I'm trying to export dependency annotations from the Stanford CoreNLP toolkit to BRAT format for web visualization. When including "Dependency" as an Entity type in the BRAT configuration file, an ArrayIndexOutOfBoundsException is thrown in parsing the constructed annotation.

Full trace of relevant exception:

java.lang.ArrayIndexOutOfBoundsException: 2
at gate.creole.brat.annotations.TextBound.<init>(TextBound.java:33)
at gate.creole.brat.annotations.BratAnnotation.parse(BratAnnotation.java:39)
at gate.creole.brat.Annotations.getBratAnnotations(Annotations.java:259)
at gate.creole.brat.BratDocumentExporter.export(BratDocumentExporter.java:60)

Steps to reproduce:

  1. Create new single-document Corpus, with document text
    This document has two sentences. This is the second one.
  2. Load the following Creole plugins:
    • ANNIE (8.5)
    • Format: brat standoff (1.0-SNAPSHOT)
    • Stanford CoreNLP (8.5)
  3. Create Conditional Corpus Pipeline, with the following components (default Runtime Parameters for each PR):
    • Document Reset PR
    • ANNIE Sentence Splitter
    • ANNIE English Tokeniser
    • StanfordParser
  4. Run the pipeline
  5. Create annotations.conf BRAT configuration file with the following contents:
    [entities]
    Sentence
    Token
    Dependency
    [relations]
    [events]
    [attributes]
  6. Attempt to export processed document to brat Standoff Annotations, referencing the annotations.conf configuration file created in Step 5.

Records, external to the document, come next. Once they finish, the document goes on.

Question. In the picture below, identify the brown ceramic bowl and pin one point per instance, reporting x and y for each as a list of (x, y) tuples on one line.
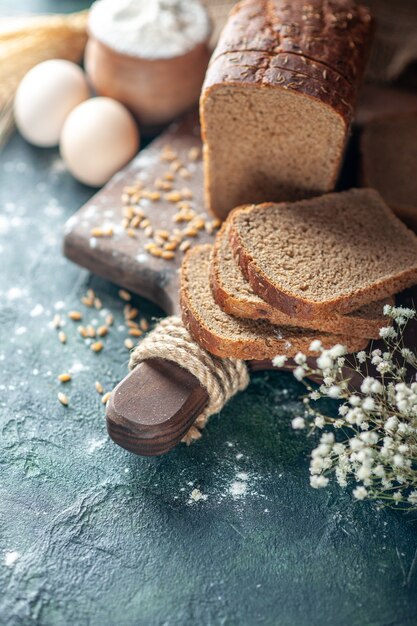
[(155, 90)]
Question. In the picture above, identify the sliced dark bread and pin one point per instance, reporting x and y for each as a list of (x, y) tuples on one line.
[(389, 163), (227, 336), (235, 296), (337, 252)]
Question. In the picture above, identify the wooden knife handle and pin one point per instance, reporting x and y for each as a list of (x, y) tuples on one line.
[(150, 411)]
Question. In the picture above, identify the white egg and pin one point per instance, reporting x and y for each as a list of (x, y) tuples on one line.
[(45, 97), (99, 137)]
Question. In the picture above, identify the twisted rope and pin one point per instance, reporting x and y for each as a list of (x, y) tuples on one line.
[(221, 378)]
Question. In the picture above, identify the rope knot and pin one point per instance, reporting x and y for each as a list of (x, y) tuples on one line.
[(222, 378)]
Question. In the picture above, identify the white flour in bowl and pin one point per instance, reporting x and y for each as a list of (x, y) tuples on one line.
[(151, 29)]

It may well be that I'm not building my BRAT configuration file correctly, also. I haven't actually used BRAT before, so that may be the source of the error.

Thanks!

drgriffis commented 6 years ago

Forgot to specify: using GATE Developer 8.5 build 56b50da.

greenwoodma commented 6 years ago

Turns out it was definitely a bug that hit any GATE annotation without a string feature; quite how I'd not caught this before I'm not sure. Anyway it should work now (the plugin is still 1.0-SNAPSHOT so your existing test app will pick up the new changes automatically).

On a related note you might want to swap around the tokenizer and sentence splitter in your app, as the sentence splitter relies on having Token annotations -- if you run the app in your comment you'll notice you get a single sentence at the moment.